If you are interested in learning more about stochastic computation, I suggest an excellent tutorial by Brown and Card [3].

References:
[1] J. Von Neumann, “Probabilistic logics and the synthesis of reliable organisms from unreliable components,” Automata Studies, pp. 43–98, 1956.
[2] B.R. Gaines, “Stochastic Computing Systems”, Advances in Information Systems Science, J.F. Tou, ed., vol. 2, chapter 2, pp. 37-172, New York: Plenum, 1969.
[3] B. Brown and H.C. Card. "Stochastic neural computation.
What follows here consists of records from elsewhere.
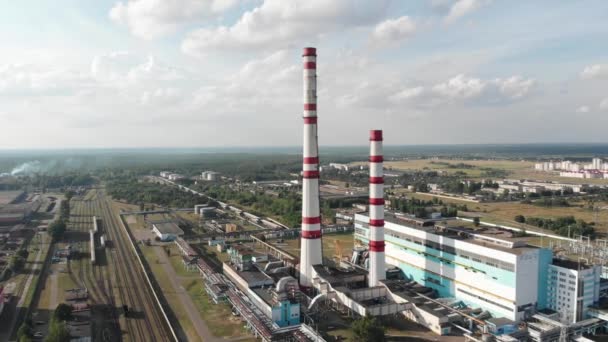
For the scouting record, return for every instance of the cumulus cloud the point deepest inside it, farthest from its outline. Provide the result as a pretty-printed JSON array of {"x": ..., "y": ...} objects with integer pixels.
[
  {"x": 277, "y": 23},
  {"x": 123, "y": 68},
  {"x": 597, "y": 71},
  {"x": 260, "y": 82},
  {"x": 394, "y": 30},
  {"x": 582, "y": 109},
  {"x": 29, "y": 79},
  {"x": 463, "y": 89},
  {"x": 463, "y": 7},
  {"x": 150, "y": 19}
]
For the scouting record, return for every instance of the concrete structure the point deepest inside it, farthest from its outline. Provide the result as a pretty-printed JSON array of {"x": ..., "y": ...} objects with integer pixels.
[
  {"x": 311, "y": 253},
  {"x": 377, "y": 270},
  {"x": 571, "y": 288},
  {"x": 167, "y": 231},
  {"x": 210, "y": 175},
  {"x": 487, "y": 268},
  {"x": 337, "y": 166},
  {"x": 231, "y": 227},
  {"x": 275, "y": 293}
]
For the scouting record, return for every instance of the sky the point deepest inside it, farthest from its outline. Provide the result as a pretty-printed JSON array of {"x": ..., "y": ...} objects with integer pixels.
[{"x": 212, "y": 73}]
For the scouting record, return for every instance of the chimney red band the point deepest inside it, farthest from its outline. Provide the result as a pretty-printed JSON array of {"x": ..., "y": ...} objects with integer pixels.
[
  {"x": 375, "y": 135},
  {"x": 310, "y": 65},
  {"x": 376, "y": 246},
  {"x": 309, "y": 52},
  {"x": 376, "y": 223},
  {"x": 311, "y": 220},
  {"x": 311, "y": 234},
  {"x": 310, "y": 174},
  {"x": 311, "y": 160},
  {"x": 376, "y": 201},
  {"x": 376, "y": 180}
]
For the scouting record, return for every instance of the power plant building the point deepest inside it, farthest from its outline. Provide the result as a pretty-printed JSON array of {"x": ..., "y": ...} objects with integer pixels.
[{"x": 489, "y": 269}]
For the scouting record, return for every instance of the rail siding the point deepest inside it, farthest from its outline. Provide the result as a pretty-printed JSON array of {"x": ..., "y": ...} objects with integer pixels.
[{"x": 120, "y": 218}]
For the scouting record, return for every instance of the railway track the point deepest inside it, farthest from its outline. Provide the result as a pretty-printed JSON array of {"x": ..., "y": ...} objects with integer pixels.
[
  {"x": 117, "y": 279},
  {"x": 144, "y": 322}
]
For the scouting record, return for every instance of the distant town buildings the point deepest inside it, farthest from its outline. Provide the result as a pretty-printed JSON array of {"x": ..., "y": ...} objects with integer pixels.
[
  {"x": 171, "y": 176},
  {"x": 596, "y": 169},
  {"x": 210, "y": 175}
]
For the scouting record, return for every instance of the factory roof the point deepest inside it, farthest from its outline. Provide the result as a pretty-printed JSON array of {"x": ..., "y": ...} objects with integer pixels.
[
  {"x": 168, "y": 228},
  {"x": 485, "y": 236},
  {"x": 7, "y": 197},
  {"x": 335, "y": 275},
  {"x": 570, "y": 264}
]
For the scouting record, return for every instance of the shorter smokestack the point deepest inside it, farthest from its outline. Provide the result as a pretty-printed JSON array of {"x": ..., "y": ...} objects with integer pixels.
[{"x": 377, "y": 269}]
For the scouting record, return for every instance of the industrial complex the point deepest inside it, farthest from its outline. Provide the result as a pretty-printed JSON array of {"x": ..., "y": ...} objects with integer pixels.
[{"x": 484, "y": 283}]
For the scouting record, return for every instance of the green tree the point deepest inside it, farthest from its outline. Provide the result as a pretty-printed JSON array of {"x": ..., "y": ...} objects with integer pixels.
[
  {"x": 57, "y": 229},
  {"x": 58, "y": 332},
  {"x": 16, "y": 263},
  {"x": 476, "y": 221},
  {"x": 63, "y": 312},
  {"x": 367, "y": 329},
  {"x": 25, "y": 332}
]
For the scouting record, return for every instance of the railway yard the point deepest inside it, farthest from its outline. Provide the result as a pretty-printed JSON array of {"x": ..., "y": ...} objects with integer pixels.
[{"x": 113, "y": 286}]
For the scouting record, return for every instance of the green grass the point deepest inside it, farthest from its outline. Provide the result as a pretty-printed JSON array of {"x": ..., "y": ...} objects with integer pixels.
[{"x": 218, "y": 316}]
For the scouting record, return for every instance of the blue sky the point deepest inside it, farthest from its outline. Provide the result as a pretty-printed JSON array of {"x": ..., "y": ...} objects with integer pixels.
[{"x": 137, "y": 73}]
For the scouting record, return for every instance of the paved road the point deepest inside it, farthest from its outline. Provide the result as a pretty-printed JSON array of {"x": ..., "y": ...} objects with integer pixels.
[
  {"x": 199, "y": 325},
  {"x": 54, "y": 290},
  {"x": 5, "y": 335}
]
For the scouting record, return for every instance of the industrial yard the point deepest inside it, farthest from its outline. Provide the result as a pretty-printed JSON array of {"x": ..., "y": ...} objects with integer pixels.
[{"x": 103, "y": 280}]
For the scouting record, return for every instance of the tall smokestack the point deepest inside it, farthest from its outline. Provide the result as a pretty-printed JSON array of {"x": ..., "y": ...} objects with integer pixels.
[
  {"x": 311, "y": 220},
  {"x": 377, "y": 269}
]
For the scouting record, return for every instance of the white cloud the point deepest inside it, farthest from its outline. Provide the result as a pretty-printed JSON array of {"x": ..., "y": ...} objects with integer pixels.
[
  {"x": 160, "y": 96},
  {"x": 460, "y": 87},
  {"x": 407, "y": 94},
  {"x": 597, "y": 71},
  {"x": 582, "y": 109},
  {"x": 394, "y": 30},
  {"x": 29, "y": 79},
  {"x": 463, "y": 7},
  {"x": 124, "y": 68},
  {"x": 279, "y": 23},
  {"x": 150, "y": 19}
]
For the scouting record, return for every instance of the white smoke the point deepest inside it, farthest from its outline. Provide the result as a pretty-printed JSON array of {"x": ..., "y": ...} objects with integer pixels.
[
  {"x": 46, "y": 167},
  {"x": 27, "y": 168}
]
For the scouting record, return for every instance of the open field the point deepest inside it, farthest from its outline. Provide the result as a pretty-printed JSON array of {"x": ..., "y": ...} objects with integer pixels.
[
  {"x": 516, "y": 169},
  {"x": 504, "y": 212}
]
I. Computational elements." IEEE Transactions on Computers, vol. 50, no. 9, pp. 891-905, 2001.
[4] P. Li, W. Qian, D. Lilja, M. Riedel, and K. Bazargan, "Using a two-dimensional finite-state machine for stochastic computation,” IEEE/ACM International Workshop on Logic and Synthesis, 2012.
[5] W. Qian, X. Li, M. Riedel, K. Bazargan, and D. Lilja, "An architecture for fault-tolerant computation with stochastic logic," IEEE Transactions on Computers, vol. 60, no. 1, pp. 93-105, 2010.
[6] V. Gaudet and A.  Rapley, Iterative decoding using stochastic computation, Electronics Letters, vol. 39, pp. 299-301, 2003.
[7] S. Sharifi Tehrani, W. Gross, and S. Mannor, “Stochastic decoding of LDPC codes”, IEEE Communications Letters, vol. 10, no. 10, pp. 716-718, 2006.
[8] V. Shmerko, S. Yanushkevich, and S. Lyshevski, Computer Arithmetics for Nanoelectronics, Taylor & Francis/CRC Press, 2009.
[9] C. Winstead, Y. Tang, E. Boutillon, C. Jego, and M. Jezéquel, “A space-time redundancy technique for embedded stochastic error correction,” International Symposium on Turbo Codes (ISTC), 2012.